The U.S. economy ended 2024 on a strong footing, with robust data from manufacturing, housing, and retail signaling resilience even in the face of higher interest rates. While inflation remains elevated above the Fed’s target, cooling trends in some areas could support a policy pause, setting the stage for a potential soft landing in 2025.
Key Insights:
- U.S. manufacturing production rose +0.6% m/m in December, supported by a rebound in aircraft production, while the Philly Fed Index in January showed its strongest reading since April 2021.
- December housing starts surged +15.8% m/m to a 1.5 million SAAR, with single-unit permits up +1.6%. Despite elevated mortgage rates, the NAHB homebuilder sentiment index also improved in January.
- Retail sales increased +0.4% month-over-month in December, with the core retail control group up +0.7%, aligning with reports of solid holiday sales from the Fed’s Beige Book.

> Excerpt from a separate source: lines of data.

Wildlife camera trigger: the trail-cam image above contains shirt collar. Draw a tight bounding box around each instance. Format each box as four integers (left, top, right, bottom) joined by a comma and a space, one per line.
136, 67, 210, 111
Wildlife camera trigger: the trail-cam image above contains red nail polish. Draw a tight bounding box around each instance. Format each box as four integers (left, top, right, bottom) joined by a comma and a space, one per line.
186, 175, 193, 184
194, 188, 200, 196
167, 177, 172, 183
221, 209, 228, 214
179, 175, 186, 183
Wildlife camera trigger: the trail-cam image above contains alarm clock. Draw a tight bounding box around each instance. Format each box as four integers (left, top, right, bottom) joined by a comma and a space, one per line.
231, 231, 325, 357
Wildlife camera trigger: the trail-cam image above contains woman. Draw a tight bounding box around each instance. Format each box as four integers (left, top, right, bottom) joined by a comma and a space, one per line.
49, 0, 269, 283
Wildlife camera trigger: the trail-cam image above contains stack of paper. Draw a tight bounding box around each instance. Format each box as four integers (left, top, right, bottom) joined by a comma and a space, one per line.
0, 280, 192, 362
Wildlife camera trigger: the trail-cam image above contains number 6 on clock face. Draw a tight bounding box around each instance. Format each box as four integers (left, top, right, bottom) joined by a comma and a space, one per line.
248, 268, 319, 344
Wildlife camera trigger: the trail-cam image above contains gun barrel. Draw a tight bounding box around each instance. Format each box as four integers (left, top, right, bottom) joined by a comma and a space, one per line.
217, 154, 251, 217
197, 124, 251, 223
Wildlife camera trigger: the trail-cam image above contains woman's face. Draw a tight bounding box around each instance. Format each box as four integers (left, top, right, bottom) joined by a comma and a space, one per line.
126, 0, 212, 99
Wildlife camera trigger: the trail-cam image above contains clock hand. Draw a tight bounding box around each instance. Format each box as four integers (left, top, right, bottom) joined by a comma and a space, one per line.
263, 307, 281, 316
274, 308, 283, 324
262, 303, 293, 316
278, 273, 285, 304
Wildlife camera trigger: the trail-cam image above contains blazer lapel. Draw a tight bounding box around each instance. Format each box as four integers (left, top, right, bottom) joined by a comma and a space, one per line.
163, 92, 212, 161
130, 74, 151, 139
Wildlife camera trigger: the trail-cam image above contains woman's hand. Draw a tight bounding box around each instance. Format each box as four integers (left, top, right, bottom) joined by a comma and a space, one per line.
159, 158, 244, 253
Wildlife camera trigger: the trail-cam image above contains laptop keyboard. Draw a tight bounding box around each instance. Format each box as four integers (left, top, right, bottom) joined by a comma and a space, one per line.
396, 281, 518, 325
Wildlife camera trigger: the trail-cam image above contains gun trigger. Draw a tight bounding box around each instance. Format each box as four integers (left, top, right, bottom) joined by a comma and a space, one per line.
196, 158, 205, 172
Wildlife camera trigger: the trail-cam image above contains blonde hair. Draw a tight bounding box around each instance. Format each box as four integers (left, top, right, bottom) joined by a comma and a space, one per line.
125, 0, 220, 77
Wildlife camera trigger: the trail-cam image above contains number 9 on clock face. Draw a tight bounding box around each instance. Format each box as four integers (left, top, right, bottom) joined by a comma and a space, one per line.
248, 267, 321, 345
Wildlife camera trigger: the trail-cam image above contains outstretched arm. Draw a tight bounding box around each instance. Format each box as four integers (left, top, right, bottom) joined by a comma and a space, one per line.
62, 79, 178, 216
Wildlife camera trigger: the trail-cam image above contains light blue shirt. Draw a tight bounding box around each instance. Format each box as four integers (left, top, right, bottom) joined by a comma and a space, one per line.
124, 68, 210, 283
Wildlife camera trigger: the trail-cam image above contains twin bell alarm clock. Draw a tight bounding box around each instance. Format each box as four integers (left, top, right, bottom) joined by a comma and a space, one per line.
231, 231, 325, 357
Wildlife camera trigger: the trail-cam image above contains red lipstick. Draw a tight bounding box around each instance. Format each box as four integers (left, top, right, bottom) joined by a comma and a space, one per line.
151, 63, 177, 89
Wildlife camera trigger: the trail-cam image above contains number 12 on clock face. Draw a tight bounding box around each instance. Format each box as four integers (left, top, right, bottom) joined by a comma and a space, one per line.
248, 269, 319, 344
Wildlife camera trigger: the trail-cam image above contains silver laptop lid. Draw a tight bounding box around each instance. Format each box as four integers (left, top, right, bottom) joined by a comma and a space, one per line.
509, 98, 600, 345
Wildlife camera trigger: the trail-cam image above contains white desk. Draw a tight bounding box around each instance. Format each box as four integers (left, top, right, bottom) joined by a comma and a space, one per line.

- December CPI rose +0.4% month-over-month (2.9% year-over-year), and core CPI was up +0.2% m/m (3.2% y/y). The recent deceleration in services inflation marks the slowest pace since March 2022.
- Q4 S&P 500 earnings growth recently reached +10.7%, driven by Financials at +26.4%.

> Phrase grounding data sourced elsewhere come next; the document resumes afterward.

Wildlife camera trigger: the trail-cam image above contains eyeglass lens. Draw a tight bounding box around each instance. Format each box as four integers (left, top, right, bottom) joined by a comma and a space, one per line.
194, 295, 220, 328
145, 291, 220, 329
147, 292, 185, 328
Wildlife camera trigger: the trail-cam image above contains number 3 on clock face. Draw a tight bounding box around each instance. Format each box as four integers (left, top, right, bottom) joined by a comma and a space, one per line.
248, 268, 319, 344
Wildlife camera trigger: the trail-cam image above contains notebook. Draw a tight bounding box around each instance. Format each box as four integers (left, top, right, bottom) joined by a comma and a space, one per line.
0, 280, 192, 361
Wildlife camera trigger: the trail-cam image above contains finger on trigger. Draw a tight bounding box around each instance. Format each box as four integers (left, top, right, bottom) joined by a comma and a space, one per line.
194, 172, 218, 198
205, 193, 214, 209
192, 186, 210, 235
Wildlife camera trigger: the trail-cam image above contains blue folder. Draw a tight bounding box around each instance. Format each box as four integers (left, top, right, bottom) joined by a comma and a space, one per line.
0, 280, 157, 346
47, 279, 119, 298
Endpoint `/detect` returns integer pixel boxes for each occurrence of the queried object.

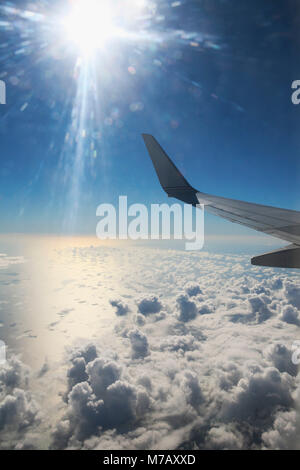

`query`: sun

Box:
[64,0,117,55]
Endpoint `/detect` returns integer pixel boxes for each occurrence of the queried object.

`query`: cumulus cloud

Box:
[198,302,214,315]
[221,367,293,427]
[262,410,299,449]
[176,294,197,322]
[86,358,122,397]
[284,281,300,309]
[109,299,130,316]
[280,305,300,326]
[67,344,98,390]
[47,245,300,450]
[185,283,202,297]
[0,356,30,390]
[181,371,203,408]
[135,314,146,326]
[265,344,298,377]
[105,380,150,425]
[0,355,40,450]
[51,349,151,448]
[205,425,243,450]
[129,329,150,359]
[248,295,273,323]
[159,334,197,353]
[137,295,162,316]
[4,243,300,450]
[0,389,36,431]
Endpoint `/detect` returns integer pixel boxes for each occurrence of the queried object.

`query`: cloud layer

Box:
[1,244,300,449]
[48,246,300,450]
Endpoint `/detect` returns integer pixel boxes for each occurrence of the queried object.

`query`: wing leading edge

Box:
[142,134,300,269]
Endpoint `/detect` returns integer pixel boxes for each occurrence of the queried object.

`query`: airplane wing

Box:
[142,134,300,268]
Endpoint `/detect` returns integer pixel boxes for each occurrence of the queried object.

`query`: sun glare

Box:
[64,0,117,54]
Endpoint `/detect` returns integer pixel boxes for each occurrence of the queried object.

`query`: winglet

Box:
[142,134,199,205]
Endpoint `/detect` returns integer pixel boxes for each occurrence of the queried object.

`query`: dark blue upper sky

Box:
[0,0,299,238]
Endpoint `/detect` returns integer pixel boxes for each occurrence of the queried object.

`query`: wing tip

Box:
[141,133,199,205]
[142,133,153,141]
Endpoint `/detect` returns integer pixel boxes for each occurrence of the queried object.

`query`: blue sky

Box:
[0,0,299,239]
[1,2,300,452]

- Equity ETFs have seen +$265B in inflows since Election Day, led by growth strategies and ultra-short duration fixed income. Meanwhile, international equities and commodities like gold have also shown notable trends.
- With inflation still above the 2% target but showing signs of cooling, the Fed may hold steady for now. A rate cut remains possible in June, contingent on further economic slowing.